Roche's $8 billion InterMune Buy Not a Sign of More Big Deals

The decision by Swiss drugmaker Roche in August to buy US biotech company InterMune for $8.3 billion was "exceptional" and not a sign of more ambitious plans for major acquisitions, the Swiss drugmaker's chief executive, Severin Schwan, said in an interview with the news agency Reuters.

Damping down expectations that Roche could embark on a series of such multibillion-dollar deals to bolster its presence in the treatment of rare diseases, Schwan said there was no change in the company's M&A strategy or its likely pace of deal-making.

"A transaction of this size is really an exceptional thing," he said, adding that the company's last deal of this dimension was the $3.4 billion acquisition of US diagnostics firm Ventana in 2007.

Schwan also played down rumors that the company might want to buy the shares in Japan's Chugai Pharmaceutical Co that it does not already own, saying management is "happy" with the current relationship and ownership structure.

Buying InterMune brings Roche a promising new drug, pirfenidone, for treating progressive idiopathic pulmonary fibrosis and also helps diversify the world's leading maker of cancer drugs beyond oncology by expanding its interests in respiratory medicine, as well as taking it into the high-priced arena of rare diseases.

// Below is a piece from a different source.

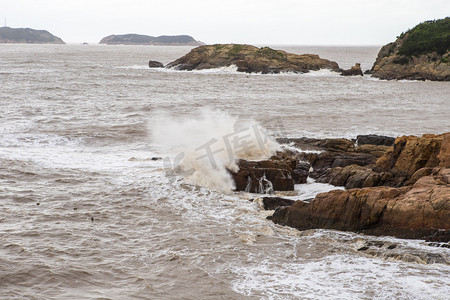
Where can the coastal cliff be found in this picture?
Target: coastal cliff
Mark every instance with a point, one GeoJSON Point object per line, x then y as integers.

There has been persistent speculation that Roche might be plotting a determined assault on the rare-disease space, with talk last year linking it to both Alexion Pharmaceuticals and BioMarin Pharmaceuticals.

But Schwan said his deal-making was "very agnostic" when it came to both the number of patients targeted and disease area. Instead, the key consideration was finding promising science in an area of high unmet medical need to bring innovative - and commercially successful - products to market.